Market momentum is Red. Cash remains your best option as investors prepare for the FOMC announcement on Wednesday. That said, Tuesday again proved to be the best day for the markets… as the losses weren’t as bad as we’ve seen during other days of the week. Remember that cash is a position, especially as we await the Fed’s move.
Last night, I had dinner with a few colleagues who were floored by the market’s reactions over the last few days. Even the most conservative trading strategies – selling deep out of the money credit spreads – are getting smoked. It’s hideous out there.
Momentum went negative last Thursday afternoon, and the violent moves downward are part of the experience of a Red momentum switch. The rush accompanied a massive shift in sentiment over the Fed’s rate hike plans for tomorrow.

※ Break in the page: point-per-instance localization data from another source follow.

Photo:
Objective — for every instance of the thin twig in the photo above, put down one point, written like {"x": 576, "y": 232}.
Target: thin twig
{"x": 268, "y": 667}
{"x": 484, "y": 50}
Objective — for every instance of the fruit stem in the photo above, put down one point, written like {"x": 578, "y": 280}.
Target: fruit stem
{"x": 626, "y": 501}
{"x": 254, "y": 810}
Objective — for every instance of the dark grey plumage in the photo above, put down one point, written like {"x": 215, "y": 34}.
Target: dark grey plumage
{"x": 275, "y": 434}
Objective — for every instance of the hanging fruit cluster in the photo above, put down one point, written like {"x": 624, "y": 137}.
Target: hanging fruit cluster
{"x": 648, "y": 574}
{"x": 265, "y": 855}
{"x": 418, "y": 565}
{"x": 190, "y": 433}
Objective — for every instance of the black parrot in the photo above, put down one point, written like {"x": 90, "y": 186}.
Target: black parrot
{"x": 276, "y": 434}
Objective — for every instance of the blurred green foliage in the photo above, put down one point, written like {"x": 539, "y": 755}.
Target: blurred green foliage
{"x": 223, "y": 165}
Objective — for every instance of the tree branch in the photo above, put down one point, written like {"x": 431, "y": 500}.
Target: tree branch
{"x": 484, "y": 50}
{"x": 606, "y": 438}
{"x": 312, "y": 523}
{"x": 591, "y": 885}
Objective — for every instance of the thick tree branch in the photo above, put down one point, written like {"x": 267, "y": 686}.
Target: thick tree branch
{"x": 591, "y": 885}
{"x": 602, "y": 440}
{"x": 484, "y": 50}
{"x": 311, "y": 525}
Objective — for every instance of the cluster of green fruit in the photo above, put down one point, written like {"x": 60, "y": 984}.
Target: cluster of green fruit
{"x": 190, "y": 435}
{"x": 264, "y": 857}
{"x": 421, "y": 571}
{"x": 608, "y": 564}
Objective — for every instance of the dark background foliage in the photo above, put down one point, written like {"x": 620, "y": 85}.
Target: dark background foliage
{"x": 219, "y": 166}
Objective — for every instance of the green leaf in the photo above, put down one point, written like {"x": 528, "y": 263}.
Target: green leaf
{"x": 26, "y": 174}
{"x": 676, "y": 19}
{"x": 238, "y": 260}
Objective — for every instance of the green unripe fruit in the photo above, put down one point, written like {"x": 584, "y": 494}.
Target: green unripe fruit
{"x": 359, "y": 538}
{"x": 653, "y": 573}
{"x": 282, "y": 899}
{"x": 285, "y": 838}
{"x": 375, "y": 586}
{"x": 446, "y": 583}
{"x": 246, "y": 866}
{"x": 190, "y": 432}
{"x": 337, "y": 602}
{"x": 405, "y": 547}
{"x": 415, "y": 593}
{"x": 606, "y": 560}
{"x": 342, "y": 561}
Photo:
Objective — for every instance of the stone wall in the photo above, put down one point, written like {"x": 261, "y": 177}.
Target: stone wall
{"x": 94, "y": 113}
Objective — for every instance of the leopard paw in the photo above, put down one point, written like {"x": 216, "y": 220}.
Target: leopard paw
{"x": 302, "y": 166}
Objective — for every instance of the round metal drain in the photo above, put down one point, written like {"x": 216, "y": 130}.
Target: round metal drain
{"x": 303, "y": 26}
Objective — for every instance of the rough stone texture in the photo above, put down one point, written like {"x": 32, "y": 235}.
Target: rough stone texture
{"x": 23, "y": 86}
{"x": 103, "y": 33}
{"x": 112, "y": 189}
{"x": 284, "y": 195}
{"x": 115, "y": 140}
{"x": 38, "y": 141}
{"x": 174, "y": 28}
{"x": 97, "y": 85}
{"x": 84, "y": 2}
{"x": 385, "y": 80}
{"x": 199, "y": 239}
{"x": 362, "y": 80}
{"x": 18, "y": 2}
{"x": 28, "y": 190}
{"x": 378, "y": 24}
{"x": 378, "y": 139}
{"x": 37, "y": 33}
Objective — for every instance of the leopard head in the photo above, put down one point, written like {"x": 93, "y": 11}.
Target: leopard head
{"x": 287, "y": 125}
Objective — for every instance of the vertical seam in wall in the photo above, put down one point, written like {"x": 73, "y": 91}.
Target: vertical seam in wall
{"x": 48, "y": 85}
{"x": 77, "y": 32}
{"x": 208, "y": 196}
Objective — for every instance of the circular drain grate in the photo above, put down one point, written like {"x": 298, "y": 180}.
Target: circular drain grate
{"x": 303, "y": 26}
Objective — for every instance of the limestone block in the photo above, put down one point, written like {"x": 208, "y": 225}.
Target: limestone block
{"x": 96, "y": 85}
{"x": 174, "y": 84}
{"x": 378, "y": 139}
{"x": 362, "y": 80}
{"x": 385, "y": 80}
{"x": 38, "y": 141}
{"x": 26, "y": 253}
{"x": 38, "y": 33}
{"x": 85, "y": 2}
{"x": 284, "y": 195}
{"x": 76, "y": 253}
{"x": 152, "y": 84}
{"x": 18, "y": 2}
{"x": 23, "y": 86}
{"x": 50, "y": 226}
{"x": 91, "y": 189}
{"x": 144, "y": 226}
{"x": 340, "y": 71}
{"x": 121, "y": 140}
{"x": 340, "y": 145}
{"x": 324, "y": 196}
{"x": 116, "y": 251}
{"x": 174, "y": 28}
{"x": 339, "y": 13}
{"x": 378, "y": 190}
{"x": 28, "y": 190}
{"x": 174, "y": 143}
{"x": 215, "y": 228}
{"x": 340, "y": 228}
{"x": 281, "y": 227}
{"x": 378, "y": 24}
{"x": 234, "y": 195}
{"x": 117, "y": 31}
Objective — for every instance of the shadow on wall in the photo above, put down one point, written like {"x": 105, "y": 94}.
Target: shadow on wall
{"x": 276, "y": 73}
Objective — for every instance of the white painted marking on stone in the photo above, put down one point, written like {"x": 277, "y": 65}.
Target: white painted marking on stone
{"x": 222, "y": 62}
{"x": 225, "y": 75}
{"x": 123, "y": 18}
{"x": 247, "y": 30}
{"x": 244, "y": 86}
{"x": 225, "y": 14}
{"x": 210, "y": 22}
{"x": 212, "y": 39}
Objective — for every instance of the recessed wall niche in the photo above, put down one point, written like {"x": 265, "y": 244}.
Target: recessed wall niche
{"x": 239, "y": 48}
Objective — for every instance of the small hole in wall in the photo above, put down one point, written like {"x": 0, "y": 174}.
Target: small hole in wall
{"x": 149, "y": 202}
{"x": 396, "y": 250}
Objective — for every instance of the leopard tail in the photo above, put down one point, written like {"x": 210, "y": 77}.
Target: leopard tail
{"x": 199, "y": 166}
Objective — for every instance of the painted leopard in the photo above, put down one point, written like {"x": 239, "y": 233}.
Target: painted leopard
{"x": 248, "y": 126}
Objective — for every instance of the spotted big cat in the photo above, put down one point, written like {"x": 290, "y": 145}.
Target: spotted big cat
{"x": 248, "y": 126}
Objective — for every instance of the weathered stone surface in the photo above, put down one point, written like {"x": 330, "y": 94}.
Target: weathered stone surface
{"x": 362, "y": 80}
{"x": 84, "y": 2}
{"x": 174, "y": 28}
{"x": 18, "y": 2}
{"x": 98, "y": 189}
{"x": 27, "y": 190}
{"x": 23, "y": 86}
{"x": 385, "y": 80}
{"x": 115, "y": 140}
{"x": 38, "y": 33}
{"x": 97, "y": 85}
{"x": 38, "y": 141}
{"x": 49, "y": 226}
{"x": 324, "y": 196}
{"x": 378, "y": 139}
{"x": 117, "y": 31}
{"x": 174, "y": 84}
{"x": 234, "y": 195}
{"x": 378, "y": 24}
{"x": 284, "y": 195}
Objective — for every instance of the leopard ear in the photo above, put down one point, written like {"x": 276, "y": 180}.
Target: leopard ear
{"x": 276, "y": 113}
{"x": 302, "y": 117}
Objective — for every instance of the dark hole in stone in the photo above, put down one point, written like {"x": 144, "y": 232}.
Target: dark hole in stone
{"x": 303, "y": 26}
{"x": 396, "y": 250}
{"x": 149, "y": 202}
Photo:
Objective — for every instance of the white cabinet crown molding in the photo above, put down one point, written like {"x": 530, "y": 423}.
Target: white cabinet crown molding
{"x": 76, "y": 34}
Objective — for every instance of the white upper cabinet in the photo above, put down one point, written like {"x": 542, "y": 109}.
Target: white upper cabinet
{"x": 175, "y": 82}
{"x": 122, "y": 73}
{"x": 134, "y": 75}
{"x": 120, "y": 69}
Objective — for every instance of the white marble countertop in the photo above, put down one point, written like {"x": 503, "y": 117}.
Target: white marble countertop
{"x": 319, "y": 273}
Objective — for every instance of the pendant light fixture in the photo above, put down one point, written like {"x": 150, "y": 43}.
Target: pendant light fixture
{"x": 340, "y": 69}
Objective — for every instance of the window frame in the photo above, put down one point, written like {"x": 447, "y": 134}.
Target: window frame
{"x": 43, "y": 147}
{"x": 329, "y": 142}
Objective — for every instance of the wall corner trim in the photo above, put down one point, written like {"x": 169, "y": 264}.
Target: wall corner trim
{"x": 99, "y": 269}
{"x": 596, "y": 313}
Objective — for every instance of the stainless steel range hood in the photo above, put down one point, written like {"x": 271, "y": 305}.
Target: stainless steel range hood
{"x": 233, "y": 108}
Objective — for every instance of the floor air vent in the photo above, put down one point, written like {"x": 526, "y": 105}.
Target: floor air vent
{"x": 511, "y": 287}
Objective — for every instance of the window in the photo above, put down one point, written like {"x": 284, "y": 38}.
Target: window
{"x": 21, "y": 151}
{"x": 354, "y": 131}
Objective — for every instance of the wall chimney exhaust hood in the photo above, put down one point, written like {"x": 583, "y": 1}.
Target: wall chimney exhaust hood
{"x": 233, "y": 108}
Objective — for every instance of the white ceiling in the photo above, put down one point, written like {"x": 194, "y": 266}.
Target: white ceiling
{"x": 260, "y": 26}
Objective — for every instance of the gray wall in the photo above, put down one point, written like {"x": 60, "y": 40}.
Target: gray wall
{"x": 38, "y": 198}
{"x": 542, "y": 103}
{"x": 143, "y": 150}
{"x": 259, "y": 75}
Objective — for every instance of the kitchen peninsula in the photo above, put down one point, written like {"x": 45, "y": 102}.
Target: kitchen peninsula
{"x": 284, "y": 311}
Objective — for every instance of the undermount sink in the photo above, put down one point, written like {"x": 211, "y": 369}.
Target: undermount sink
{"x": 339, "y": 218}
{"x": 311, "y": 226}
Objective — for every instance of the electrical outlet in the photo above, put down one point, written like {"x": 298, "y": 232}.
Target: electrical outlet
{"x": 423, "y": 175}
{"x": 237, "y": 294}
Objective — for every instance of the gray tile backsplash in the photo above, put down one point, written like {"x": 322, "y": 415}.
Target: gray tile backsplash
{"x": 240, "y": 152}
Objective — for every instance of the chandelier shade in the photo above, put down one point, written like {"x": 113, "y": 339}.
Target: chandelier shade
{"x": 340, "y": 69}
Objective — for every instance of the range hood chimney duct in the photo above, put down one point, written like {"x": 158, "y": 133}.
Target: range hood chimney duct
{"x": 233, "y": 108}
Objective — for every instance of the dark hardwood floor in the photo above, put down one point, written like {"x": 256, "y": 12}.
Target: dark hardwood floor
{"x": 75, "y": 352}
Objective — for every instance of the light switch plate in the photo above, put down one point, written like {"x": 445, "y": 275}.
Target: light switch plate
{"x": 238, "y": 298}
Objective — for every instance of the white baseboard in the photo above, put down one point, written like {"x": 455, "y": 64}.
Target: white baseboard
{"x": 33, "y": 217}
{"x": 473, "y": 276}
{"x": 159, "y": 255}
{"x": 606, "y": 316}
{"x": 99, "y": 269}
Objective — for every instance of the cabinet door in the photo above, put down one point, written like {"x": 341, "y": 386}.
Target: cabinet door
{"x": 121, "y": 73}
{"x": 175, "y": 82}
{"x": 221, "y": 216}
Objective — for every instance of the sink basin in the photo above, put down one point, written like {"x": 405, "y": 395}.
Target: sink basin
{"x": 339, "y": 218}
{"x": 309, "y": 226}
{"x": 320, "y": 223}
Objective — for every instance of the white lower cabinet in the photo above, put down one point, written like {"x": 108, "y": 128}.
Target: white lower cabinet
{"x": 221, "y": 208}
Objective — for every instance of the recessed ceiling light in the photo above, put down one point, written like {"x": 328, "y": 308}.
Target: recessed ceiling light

As I’ve said before, the odds of rates hitting 2.25% by July were at 0.1% on June 2. Today, the odds are at 92.4%, and some traders speculate on a 2.5% rate by the next Fed meeting. For tomorrow, the odds of a 75-point hike sit above 92%.
Since Friday’s CPI reading, the markets had a wake-up call. The Federal Reserve is too far behind the curve on inflation, and they’ll need to take a whip at the equity markets by raising interest rates and draining liquidity from the economy.
The Fed will likely sell $15 billion in bonds and mortgage-backed securities tomorrow, helping to reduce the flow of money in the market. That tightening always spills over into the stock market.
But there’s a question that I have to ask… Are 75 points all they’re going to do? Is a full 100-point hike possible?
Powell’s Statement on Rate Hikes
Every Wall Street bank raised its rate hike expectations to 75 basis points since Friday. One analyst from Standard Chartered, a bank based in the United Kingdom, suggested an outside chance of a 100-point hike tomorrow.
That would be staggering. One of the things that Jerome Powell is known for is his predictability. This Federal Reserve does not like to surprise the markets or the economy. But I point back to Powell’s statement just a few weeks ago. The Fed needs to do whatever it takes to get inflation in order.
“I think the one thing we cannot do is to fail to restore price stability…” he said in June. “Nothing in the economy works; the economy doesn’t work for anybody without price stability.”
I’m seeing many Wall Street banks now project the Fed funds rate hike of 3.25% by the end of 2023. I think there is an outside chance that we see 5%. The reason: The reality of the Consumer Price Index.
Yes, it is expensive to short stocks, especially with puts. But I have a hunch that the situation with inflation is far worse than the PhDs are leading on.
Remember, cash is your best defense, and so are energy stocks – particularly oil companies across the entire supply chain. So use pullbacks like we saw Monday as an opportunity to buy on the dip or sell credit spreads. Oil will be at $150 before we know it.